By Sue Kiesewetter
SPRINGBORO - Jenny Carmack no longer is afraid to use power tools. And Shane Brown has a new respect for drywall installers.
The two Warren County Career Center teens have spent most of their junior year working on an 11,000-square-foot building that will soon become home to administrators at Springboro Community Schools.
Danny Britt and Will Allen cut trim for offices at the new administration building for Springboro Schools.
(Michael Snyder photo)
| ZOOM |
"Some of it's been pretty hard," said Brown, 18, of Deerfield Township. "When we first came in there was like nothing. Now, it's almost done. It makes me feel good."
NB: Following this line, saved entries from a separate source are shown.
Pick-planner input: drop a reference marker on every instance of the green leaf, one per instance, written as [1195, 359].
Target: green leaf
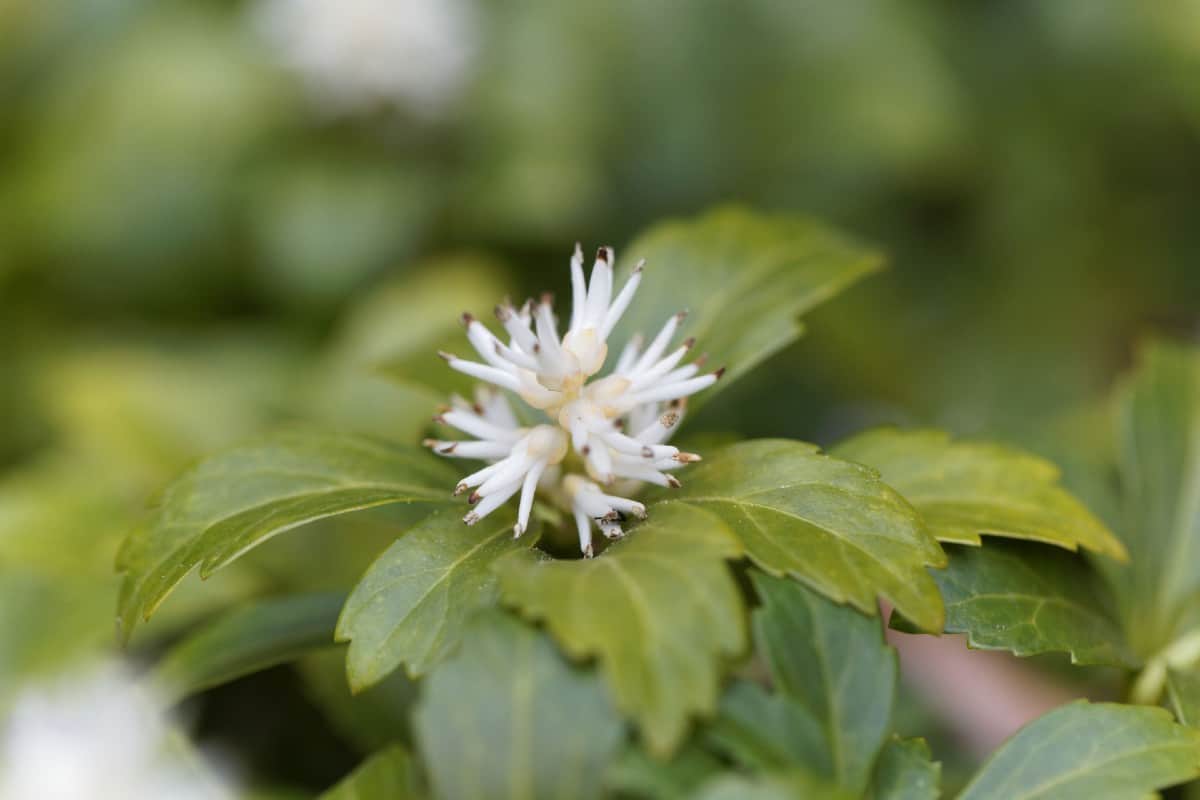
[1158, 445]
[1183, 692]
[508, 717]
[905, 771]
[659, 609]
[414, 601]
[834, 662]
[1086, 751]
[231, 503]
[744, 278]
[784, 786]
[388, 775]
[370, 720]
[829, 523]
[249, 639]
[636, 774]
[769, 732]
[1029, 599]
[964, 489]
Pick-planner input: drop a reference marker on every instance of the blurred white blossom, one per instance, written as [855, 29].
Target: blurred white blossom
[97, 735]
[361, 54]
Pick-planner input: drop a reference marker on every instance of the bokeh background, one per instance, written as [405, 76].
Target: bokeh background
[215, 217]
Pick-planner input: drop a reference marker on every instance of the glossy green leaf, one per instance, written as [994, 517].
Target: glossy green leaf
[1085, 751]
[659, 609]
[1158, 457]
[829, 523]
[388, 775]
[508, 717]
[1029, 599]
[783, 786]
[249, 639]
[834, 662]
[905, 771]
[414, 601]
[743, 277]
[1183, 695]
[964, 489]
[636, 774]
[370, 720]
[769, 732]
[231, 503]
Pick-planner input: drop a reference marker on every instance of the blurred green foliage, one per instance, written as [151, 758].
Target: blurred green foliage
[192, 251]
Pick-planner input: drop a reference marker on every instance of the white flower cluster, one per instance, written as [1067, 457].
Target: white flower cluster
[99, 735]
[617, 425]
[357, 55]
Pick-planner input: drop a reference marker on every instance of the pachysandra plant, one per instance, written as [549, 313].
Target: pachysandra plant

About 115 juniors and seniors have taken turns working on the project since they began framing the structure on Dec. 3, 2001, said teacher Steve Williamson, who has overseen the carpentry program the past five years.
"This is by far the biggest project built by students," Williamson said. "One good thing I've noticed is they (students) take ownership. No one's goofing off."
Students from the carpentry program and the electrical program, headed by Rick Centers, spend two to three hours at the site each day. By the time the students finish their two-year program, they will have been exposed to 20 different trade areas, he said.
All but pouring the foundation, plumbing, heating and brickwork is being completed by students, Williamson said.
"It's amazing to think we did this, said junior Brandon Hattley, 16, from Franklin. "I didn't think we could do something like this."
When finished, the building will have a value of $1.2 million but Springboro will have paid only about $764,000, Williamson said. Altogether the students will have used 175 gallons of paint for the walls, laid 3,240 feet of baseboard and put up 975 sheets of drywall.
The building has 59 windows, 44 interior doors and 1,000 square feet of hardwood floors, Williamson estimated.
The dedication is set for 6 p.m. March 25.
Jenny, of South Lebanon, decided to enter the program because "it was different from what other girls do."
"My parents were surprised. I use (my skills) every day. I've fixed a couple things around the house that I could never have done before this."
Lenual "Lenny" Jones said he always liked electrical work but grew to love it.
"I knew a little and have learned a lot," said Lenual of Clearcreek Township. "This has been a real good program. They trust us to build their building."